Scientific classification
- Kingdom: Plantae
- Clade: Tracheophytes
- Clade: Gymnosperms
- Division: Pinophyta
- Class: Pinopsida
- Order: Pinales
- Family: Pinaceae
- Genus: Tsuga
- Species: T. sieboldii
- Binomial name: Tsuga sieboldii Carrière
- Synonyms: Abies tsuga Siebold et Zucc.; Pinus tsuga (Sieb. et Zucc.) Antoine; Tsuga tsuja (Sieb. et Zucc.) A.Murray bis; Pinus sieboldii (Carr.) W.R. McNab; Pinus araragi Siebold;; Tsuga araragi (Siebold) Koehne;

= Tsuga sieboldii =

- Genus: Tsuga
- Species: sieboldii
- Authority: Carrière
- Conservation status: NT
- Synonyms: Abies tsuga Siebold et Zucc., Pinus tsuga (Sieb. et Zucc.) Antoine, Tsuga tsuja (Sieb. et Zucc.) A.Murray bis, Pinus sieboldii (Carr.) W.R. McNab, Pinus araragi Siebold;, Tsuga araragi (Siebold) Koehne

Species of conifer

Tsuga sieboldii, also called the southern Japanese hemlock, or in Japanese, simply tsuga (栂), is a species of conifer in the pine family, Pinaceae, native to the Japanese islands of Honshū, Kyūshū, Shikoku and Yakushima. In Europe and North America the tree is sometimes used as an ornamental and has been in cultivation since 1861.

==Description==
The tree is often multiple-stemmed from the base and the dense crown is broadly conical and pointed. The bark is a dark pink-grey in colour. It is smooth with horizontal folds when the tree is young, but later cracks into squares and become flaky. The glabrous shoots are a pale shining buff, but they may vary to white or pale brown. The base of the petiole is red-brown. The leaves are densely set in irregular flat rows. They are broad and stubby in comparison to other species of the genus Tsuga, and they vary in length from 0.7 to 2 cm long by about 0.2 cm wide. They are blunt with notched tips and shiny dark green above. The underside of the leaves has two broad, dull white stomatal bands. The buds are narrow based and ovoid, dark orange in colour. Their scales are convex.

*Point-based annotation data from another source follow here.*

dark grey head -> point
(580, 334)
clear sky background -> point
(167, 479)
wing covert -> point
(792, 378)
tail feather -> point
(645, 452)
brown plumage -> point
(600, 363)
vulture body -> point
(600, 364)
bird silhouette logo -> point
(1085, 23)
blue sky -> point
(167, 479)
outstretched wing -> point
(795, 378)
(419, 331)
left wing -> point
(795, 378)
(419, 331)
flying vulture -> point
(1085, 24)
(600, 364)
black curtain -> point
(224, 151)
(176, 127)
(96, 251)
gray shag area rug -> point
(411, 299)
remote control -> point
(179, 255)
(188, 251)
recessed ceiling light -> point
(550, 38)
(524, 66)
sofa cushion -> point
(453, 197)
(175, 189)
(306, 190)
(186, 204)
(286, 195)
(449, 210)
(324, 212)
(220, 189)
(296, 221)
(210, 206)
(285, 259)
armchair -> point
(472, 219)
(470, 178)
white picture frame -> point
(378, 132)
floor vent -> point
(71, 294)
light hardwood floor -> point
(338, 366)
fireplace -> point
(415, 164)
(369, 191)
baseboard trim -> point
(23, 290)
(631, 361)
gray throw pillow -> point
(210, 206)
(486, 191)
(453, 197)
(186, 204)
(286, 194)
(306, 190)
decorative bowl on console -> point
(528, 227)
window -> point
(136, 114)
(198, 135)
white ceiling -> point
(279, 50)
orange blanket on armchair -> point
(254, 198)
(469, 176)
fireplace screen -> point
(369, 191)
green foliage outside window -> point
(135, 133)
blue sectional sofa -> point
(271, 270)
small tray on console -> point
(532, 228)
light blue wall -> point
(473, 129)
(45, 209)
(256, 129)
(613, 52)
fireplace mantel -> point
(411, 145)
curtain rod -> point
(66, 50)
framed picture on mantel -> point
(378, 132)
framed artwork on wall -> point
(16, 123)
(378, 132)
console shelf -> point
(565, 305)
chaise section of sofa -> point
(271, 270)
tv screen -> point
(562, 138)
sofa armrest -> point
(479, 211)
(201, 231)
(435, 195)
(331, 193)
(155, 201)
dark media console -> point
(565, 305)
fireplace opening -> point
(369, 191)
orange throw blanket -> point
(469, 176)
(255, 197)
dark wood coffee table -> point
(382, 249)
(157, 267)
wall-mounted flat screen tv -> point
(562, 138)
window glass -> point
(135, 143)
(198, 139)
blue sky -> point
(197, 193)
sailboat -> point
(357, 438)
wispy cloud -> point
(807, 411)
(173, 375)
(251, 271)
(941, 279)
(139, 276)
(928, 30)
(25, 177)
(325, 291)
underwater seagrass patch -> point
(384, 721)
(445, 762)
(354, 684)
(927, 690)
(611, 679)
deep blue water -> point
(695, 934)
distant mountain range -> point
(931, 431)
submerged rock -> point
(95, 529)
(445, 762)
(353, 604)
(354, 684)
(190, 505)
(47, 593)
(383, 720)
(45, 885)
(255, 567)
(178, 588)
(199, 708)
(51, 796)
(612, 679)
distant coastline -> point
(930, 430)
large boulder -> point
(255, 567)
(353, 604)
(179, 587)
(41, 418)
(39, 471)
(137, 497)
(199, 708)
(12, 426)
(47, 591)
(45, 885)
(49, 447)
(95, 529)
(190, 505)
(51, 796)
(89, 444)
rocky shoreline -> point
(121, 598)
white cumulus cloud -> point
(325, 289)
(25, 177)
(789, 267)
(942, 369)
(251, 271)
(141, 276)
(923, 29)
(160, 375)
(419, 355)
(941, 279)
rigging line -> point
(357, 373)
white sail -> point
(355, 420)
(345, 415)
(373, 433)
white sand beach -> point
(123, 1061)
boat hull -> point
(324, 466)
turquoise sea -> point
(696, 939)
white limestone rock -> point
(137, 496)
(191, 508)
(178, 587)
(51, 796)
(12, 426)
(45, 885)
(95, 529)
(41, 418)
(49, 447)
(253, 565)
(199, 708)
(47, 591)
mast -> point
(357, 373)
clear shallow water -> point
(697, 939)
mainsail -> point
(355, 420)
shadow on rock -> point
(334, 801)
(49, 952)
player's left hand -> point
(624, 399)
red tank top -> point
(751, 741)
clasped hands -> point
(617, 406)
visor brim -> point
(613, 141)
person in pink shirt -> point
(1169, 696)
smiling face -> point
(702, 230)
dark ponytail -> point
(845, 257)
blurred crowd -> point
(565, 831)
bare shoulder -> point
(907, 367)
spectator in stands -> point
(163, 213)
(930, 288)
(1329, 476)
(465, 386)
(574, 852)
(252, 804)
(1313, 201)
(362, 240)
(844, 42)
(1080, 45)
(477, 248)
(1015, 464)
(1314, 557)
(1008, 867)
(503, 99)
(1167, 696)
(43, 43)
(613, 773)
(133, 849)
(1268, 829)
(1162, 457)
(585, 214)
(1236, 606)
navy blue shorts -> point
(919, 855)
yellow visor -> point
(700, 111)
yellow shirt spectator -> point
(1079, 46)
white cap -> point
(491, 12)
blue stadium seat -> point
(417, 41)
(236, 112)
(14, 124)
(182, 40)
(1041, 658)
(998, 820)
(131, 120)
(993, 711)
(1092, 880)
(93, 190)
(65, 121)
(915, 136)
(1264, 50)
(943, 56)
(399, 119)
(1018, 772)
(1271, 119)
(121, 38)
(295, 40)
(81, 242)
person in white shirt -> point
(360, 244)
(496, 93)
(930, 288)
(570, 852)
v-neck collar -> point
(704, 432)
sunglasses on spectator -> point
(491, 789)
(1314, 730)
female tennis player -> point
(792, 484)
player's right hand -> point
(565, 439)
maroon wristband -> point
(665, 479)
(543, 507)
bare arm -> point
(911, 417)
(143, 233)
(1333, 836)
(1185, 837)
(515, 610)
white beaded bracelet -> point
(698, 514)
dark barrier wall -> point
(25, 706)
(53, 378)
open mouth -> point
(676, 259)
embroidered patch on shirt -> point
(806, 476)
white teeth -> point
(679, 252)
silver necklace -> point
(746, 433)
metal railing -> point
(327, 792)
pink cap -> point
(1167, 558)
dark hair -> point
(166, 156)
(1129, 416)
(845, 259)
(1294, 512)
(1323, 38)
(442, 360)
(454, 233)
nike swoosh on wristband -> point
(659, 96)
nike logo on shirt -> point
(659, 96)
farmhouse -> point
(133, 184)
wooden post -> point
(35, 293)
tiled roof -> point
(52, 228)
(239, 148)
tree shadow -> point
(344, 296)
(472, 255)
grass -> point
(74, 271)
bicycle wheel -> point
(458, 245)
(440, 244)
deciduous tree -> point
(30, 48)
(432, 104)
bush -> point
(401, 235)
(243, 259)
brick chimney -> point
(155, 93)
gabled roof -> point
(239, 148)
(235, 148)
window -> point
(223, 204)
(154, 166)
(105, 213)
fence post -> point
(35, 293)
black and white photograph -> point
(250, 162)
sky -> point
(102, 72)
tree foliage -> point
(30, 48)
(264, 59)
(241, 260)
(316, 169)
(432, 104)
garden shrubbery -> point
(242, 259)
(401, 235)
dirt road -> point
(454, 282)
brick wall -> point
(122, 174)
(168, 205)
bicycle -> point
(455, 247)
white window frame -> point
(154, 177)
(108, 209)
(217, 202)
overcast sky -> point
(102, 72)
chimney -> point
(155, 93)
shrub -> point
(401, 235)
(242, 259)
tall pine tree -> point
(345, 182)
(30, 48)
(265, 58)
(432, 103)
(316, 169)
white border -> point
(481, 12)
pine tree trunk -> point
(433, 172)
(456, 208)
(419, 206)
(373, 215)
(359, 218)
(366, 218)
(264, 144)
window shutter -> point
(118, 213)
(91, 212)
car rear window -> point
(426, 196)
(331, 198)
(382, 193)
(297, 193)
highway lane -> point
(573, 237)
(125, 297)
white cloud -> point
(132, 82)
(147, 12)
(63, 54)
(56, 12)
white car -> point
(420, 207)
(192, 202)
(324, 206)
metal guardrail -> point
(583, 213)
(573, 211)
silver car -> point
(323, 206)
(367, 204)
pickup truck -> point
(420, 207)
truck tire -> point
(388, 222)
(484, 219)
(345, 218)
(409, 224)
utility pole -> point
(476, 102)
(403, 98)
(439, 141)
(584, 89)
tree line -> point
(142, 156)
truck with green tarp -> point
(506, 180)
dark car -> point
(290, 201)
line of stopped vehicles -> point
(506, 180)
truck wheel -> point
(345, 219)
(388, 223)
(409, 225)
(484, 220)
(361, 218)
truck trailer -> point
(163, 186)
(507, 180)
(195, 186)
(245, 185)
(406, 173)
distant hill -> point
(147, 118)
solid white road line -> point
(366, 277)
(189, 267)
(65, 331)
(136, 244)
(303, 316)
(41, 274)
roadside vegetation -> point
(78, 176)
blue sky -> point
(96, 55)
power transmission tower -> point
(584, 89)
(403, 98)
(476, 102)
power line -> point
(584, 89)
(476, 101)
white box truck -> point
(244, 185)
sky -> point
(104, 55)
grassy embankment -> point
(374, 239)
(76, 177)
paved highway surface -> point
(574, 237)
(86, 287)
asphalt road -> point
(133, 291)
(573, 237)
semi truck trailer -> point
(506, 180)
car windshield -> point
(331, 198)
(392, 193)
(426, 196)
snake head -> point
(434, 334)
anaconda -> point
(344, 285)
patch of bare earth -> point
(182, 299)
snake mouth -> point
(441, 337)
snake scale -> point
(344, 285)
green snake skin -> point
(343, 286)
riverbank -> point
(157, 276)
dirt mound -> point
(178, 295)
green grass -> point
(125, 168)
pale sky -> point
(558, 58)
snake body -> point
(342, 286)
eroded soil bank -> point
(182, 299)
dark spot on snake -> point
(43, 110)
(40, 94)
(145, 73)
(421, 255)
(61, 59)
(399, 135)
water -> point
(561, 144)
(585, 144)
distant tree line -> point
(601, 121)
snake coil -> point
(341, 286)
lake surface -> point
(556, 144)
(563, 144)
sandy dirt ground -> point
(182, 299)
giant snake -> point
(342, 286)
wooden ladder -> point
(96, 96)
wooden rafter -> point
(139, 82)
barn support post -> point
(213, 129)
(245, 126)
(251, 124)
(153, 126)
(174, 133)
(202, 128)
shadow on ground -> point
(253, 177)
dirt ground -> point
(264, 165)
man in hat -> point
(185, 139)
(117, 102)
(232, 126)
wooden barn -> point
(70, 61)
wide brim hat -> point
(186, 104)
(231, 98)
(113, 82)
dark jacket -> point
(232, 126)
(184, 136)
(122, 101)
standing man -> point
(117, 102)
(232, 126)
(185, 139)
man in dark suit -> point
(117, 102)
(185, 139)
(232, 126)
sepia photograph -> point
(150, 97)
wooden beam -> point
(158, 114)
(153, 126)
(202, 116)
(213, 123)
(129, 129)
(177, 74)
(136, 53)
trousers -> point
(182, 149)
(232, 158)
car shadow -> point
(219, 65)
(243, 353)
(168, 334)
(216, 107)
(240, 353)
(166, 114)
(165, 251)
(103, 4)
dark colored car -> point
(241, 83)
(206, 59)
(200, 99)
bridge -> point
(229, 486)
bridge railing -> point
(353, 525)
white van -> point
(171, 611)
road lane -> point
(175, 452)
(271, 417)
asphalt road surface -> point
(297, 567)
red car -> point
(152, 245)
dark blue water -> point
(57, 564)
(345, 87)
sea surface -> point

The male cones are terminal on weak shoots. They are very small at only 2 mm, globular in shape and cherry-red in colour. The female cones are slightly larger at 5 mm, purple in colour, pendulous and ovoid-conic in shape. The tips are blunt and they measure about 2.3 cm long by 1.3 cm wide. Their scales are flat topped.